Москва! Вот оно. Со дня моего приезда ни разу мы не касались этой темы.

— Конечно, крепкий, — сказал я. — Интересно, а на что ты рассчитывал? Ты думал, тебе здесь — что?

— Не знаю. Очевидно, я думал, что ты вернешься из армии таким или хотя бы примерно таким, как я тебя помнил. И мы с тобой…

— Завоюем столицу?

— Ну какие мы Растиньяки! Обживем, освоим…

— Так в чем же дело? Пусть я не тот, какой был в Благовещенске. Все люди меняются. Но ведь я с тобой. И я стараюсь, обживаю, как могу. Или ты считаешь, не стараюсь?

— Ну, в этом смысле мне за тобой не угнаться.

— Ага, значит, признаешь, что мне Москва дается лучше? Тогда почему же ты не слушаешь моих советов?

— А разве ты давал мне советы?

— Еще сколько! — сказал я. — Кстати, исчезновение лыжных брюк можешь считать одним из них. И вот это длинное зеркало, что я привинтил в коридоре, — тоже совет. Я хочу, чтобы, когда ты, не расшнуровывая, снимаешь свои бахилы, свои роскошные ботинки «Прощай, молодость», чтобы в этот момент ты видел свой стройный силуэт. Свое пузо, извини. Никогда у тебя этого не было. Посмотри на себя — ни одни штаны до конца не застегиваются. А зубы? Запомни: с сегодняшнего дня я больше не буду покупать котлеты. Только лангеты! Причем, железные. И я уверен, что ты тогда наконец пойдешь в поликлинику и…

— Да, я пойду и куплю мясорубку. Ты прости, пожалуйста, как-то мы все время сползаем в сторону. Ботинки, зубы… Не понимаю, почему тебя так волнуют мои зубы?

— Почему? — Я прямо захлебнулся от злости. — Да потому, что ты дошел до последнего! У тебя же пахнет изо рта, — вдруг соврал я.

— Не может быть! — В глазах у него мелькнул испуг. — И что же, всегда, постоянно?

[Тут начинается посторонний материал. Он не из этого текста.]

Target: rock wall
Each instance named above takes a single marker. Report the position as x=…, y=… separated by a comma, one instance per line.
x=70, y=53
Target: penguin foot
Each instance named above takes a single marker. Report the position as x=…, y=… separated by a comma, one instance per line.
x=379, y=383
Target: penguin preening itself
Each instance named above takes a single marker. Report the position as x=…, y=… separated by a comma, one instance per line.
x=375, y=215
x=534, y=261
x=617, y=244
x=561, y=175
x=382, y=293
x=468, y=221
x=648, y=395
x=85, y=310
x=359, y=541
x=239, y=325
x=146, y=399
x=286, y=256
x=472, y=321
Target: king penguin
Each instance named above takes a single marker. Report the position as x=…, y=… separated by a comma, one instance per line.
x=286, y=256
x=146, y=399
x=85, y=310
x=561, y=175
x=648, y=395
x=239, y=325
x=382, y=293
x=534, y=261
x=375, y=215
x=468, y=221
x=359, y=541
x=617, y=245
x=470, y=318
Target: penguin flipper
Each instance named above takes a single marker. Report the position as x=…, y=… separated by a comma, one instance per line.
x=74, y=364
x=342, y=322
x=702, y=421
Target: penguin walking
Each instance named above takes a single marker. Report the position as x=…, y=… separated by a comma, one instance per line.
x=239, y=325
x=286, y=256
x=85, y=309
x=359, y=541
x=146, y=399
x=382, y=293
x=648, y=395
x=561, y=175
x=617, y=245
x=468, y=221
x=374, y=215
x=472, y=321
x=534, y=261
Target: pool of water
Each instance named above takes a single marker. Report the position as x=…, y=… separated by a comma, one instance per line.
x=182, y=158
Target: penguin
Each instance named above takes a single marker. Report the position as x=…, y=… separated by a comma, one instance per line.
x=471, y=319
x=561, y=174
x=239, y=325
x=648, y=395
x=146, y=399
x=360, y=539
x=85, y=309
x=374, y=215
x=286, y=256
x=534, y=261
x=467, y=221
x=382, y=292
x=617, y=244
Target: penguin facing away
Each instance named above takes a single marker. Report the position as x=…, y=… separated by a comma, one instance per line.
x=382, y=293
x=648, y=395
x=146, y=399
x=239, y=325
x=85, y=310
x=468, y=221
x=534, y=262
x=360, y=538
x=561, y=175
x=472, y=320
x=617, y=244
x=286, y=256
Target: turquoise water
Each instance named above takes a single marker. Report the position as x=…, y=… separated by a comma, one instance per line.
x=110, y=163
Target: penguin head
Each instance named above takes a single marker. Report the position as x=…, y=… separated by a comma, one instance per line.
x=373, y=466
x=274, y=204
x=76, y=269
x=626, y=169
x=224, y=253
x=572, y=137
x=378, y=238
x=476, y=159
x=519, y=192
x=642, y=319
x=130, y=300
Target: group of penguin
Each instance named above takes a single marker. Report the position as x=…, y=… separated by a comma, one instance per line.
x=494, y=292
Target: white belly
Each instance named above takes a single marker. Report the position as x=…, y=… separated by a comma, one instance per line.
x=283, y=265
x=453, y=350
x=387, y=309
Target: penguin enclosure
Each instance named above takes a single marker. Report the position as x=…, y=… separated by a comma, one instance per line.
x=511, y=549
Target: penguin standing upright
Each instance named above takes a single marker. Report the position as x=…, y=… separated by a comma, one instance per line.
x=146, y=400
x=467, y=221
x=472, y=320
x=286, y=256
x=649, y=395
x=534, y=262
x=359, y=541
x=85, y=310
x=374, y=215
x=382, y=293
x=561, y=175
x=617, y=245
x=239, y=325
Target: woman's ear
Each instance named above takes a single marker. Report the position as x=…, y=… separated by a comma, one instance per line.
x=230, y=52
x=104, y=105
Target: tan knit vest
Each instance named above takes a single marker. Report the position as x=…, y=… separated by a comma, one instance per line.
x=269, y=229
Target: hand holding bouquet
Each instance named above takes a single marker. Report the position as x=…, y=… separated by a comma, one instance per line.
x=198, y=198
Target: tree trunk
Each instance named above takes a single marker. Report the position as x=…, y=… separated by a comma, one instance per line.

— Не знаю. Спроси у этой своей…

Имелась в виду папина приятельница Вера Петровна — бывшая не то певица, не то танцовщица. И притом настолько уж бывшая…

— Нехорошо. Надо что-то делать. — И вдруг он улыбнулся. — Надо купить хвойный эликсир.

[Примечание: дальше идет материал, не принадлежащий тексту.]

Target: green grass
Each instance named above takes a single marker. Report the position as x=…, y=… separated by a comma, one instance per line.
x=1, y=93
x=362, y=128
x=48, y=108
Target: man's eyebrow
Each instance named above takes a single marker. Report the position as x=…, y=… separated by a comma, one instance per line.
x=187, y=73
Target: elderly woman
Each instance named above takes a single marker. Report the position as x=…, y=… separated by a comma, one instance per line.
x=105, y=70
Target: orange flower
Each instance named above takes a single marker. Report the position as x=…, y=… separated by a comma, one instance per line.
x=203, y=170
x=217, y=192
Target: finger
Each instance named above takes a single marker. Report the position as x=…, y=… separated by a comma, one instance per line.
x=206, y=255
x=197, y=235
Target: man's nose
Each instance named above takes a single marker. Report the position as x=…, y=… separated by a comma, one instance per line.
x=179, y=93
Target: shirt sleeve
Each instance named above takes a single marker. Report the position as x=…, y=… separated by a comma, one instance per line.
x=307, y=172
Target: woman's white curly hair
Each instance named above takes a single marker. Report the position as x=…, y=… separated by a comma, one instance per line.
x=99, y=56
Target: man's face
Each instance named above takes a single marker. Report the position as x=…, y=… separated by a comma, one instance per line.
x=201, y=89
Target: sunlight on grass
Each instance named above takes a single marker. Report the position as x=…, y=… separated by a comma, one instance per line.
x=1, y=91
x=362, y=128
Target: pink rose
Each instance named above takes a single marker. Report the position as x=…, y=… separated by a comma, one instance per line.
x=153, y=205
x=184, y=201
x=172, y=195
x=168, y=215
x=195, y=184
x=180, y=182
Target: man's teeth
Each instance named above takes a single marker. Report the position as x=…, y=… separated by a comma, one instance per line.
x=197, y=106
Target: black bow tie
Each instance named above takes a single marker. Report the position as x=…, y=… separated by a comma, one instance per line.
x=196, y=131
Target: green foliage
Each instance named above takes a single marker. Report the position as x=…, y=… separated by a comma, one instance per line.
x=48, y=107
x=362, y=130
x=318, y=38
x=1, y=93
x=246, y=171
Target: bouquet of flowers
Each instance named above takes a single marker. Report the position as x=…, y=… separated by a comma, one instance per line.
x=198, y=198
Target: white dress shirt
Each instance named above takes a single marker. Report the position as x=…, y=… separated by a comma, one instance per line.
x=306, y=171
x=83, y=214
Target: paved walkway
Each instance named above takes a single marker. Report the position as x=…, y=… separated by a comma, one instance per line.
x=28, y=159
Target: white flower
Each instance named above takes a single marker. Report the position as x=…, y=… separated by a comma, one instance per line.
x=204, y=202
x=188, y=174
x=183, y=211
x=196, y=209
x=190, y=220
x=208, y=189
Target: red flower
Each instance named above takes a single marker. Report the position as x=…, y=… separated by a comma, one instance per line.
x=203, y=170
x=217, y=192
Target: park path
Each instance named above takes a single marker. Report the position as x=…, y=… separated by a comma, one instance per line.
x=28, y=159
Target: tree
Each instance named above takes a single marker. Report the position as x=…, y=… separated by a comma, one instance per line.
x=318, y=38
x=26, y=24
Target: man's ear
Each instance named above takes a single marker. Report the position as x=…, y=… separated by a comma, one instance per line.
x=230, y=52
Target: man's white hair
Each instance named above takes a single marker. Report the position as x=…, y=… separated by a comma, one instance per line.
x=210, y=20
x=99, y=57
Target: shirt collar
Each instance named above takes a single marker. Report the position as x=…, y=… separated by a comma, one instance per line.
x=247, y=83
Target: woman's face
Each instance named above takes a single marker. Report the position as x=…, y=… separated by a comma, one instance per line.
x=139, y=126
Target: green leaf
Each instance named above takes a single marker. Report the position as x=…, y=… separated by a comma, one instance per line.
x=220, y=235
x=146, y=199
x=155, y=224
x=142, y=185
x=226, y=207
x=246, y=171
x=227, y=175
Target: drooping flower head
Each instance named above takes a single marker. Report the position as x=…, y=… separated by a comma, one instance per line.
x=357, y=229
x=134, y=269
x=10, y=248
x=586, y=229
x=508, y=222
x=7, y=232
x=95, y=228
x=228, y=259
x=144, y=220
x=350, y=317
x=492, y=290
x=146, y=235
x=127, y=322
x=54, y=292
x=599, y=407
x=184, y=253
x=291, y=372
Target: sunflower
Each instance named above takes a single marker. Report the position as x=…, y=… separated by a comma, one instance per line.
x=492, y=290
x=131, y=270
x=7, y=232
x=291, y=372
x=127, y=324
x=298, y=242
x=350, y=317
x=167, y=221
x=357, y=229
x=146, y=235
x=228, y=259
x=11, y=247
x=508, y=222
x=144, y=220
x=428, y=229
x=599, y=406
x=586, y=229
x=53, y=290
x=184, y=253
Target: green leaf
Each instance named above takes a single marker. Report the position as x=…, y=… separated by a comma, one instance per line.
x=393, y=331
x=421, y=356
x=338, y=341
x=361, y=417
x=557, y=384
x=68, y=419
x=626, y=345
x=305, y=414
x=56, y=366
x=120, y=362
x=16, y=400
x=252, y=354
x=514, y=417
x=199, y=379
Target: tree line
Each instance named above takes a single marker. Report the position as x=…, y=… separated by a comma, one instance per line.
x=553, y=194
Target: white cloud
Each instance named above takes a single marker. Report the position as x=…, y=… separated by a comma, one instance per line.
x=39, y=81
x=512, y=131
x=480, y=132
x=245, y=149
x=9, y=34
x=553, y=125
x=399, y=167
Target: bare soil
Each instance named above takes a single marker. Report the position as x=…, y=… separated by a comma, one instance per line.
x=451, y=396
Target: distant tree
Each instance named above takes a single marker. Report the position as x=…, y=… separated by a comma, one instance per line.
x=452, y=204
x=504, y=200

Да, опять не удалось мне разозлить его по-настоящему. Какой-то он…

— Слушай, а может, ты болен? — Меня вдруг как осенило. — Просто болен — и все?

Папа не отозвался. Он стоял у окна и смотрел в стекло:

— Какая ночь, а!

Когда в доме свет, нельзя видеть, какая ночь на дворе. Но он душой, очевидно, витал где-то там…

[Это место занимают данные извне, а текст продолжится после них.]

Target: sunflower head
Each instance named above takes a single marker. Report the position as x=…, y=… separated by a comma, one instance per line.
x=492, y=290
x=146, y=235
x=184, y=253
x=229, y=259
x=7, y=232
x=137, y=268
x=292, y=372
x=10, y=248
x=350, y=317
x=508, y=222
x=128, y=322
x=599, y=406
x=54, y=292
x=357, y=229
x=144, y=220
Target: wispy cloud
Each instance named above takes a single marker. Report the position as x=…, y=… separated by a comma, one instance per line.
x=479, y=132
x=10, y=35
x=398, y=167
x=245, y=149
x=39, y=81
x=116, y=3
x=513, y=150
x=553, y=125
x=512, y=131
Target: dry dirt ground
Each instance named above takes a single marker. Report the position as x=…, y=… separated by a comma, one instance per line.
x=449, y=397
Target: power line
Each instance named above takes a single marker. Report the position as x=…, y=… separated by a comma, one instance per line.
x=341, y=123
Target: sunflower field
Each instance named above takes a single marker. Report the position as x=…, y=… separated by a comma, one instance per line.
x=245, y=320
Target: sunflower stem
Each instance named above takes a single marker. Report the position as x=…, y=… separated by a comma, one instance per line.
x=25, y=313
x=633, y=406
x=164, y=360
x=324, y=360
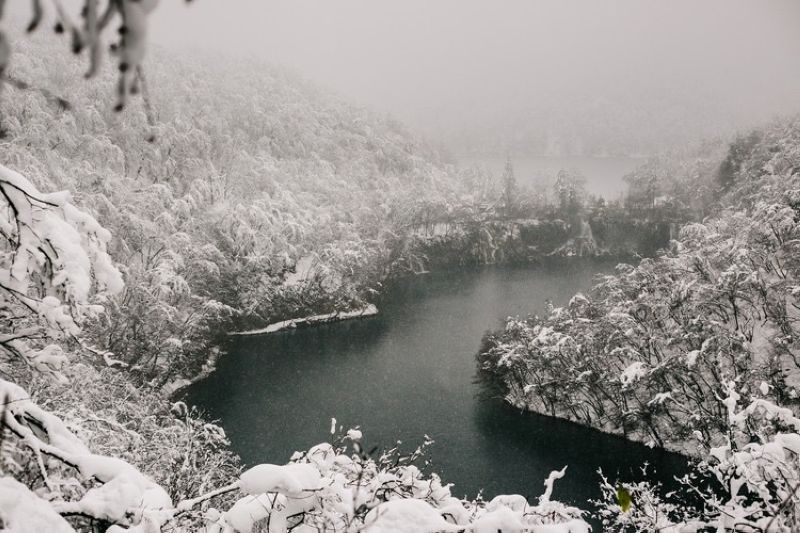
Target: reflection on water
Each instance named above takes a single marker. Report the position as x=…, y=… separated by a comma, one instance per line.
x=409, y=372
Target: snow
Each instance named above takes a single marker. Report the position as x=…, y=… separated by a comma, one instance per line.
x=354, y=434
x=369, y=310
x=633, y=373
x=292, y=480
x=407, y=516
x=24, y=512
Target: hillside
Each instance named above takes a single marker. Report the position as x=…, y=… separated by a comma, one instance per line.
x=237, y=174
x=694, y=350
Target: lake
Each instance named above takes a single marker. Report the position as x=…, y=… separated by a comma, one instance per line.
x=603, y=174
x=409, y=372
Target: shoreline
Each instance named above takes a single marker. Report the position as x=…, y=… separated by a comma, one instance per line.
x=337, y=316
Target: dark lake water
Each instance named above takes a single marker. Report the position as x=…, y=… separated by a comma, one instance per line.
x=410, y=372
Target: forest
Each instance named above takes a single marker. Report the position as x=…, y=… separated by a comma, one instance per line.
x=220, y=195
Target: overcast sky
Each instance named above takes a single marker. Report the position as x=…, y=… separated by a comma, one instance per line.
x=411, y=57
x=462, y=63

— Знаешь, — сказал он, не оборачиваясь, — кажется, первый раз в жизни я понимаю, что такое настоящая некоммуникабельность. Вот ты сейчас говоришь все очень разумно. Просто чрезвычайно. Но ко мне лично это никакого отношения не имеет. То есть имело бы, конечно, и даже очень, если бы не одна маленькая, простая фраза: «А зачем?» Вот у меня на тумбочке три, а может, и четыре месяца лежит прекрасная книга. Я мог бы читать, получать удовольствие. Но я беру ее в руки и вдруг думаю: а зачем?

— То есть, как — «зачем»? А зачем вообще жить?